Mere weeks after the announcement of John Mayer’s fifth album, Born and Raised, the release of new single “Shadow Days” and the announcement of his first tour in two years, the singer/songwriter/guitarist announced he will be sidelined by health problems yet again.
Mayer, whose battle with a granuloma on his vocal cords forced cancellation of his few shows last year and delayed the completion of Born and Raised, announced in a Tumblr post Friday that the granuloma – “one giant pain in the ass” that won’t heal “without a good stretch of time and some pretty intensive treatment” – had returned, forcing “an indefinite break from live performing.”
But Mayer has something of a contingency plan.
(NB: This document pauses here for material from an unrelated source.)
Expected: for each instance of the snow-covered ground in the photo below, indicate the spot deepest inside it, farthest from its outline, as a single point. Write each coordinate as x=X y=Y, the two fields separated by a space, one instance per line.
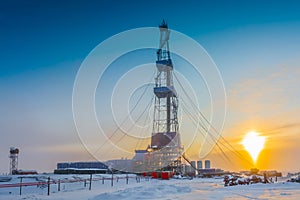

Because I don’t make a very good anything-other-than-a-musician, I’m going to begin writing the next album very soon. I feel really vibrant as a writer at the moment and there’s no reason not to begin the next album project in the time I would have been touring. Somewhere in all of this is another surgery and a very long chemically-imposed period of silence, so I hope you’ll understand that I have to really pick that date carefully.
As a longtime Mayer fan, it hurts to report such a major setback for a largely talented artist. After the artistic disappointment of 2009’s Battle Studies and the personal disappointment (as personal as artist-fan relations can get) of watching Mayer make a public ass out of himself in the subsequent year, a creative battery recharge was just the trick to get him back toward the passionate, earnest musician we fell for a decade ago. (My God, it’s been that long?)
In any case, it’s heartening to know John Mayer’s attempting to keep a brave face about it. “The only thing that stops me from devolving into a puddle of tears is knowing that it’s a long life, and the greatest gift in the world is being able to create music no matter what the circumstances,” he said. “So these are the new circumstances, and I’ll find a way to make it mean something.”
While we wish him a safe recovery, let’s remember better times with the clip below.
[youtube=http://www.youtube.com/watch?v=AnJocsVYy-o]
2 comments
GG says:
Mar 10, 2012
Ya man, tough for him. I was trying to imagine the one thing that I love to do that I wouldn’t be able to do anymore because of an illness or whatever. Like if I couldn’t coach my kids, or even something that I do as a hobby like write for this website. It has to absolutely suck.
blerd says:
Mar 10, 2012
Well, the hope for now is that it’s a fixable issue. If not, that would suck hard.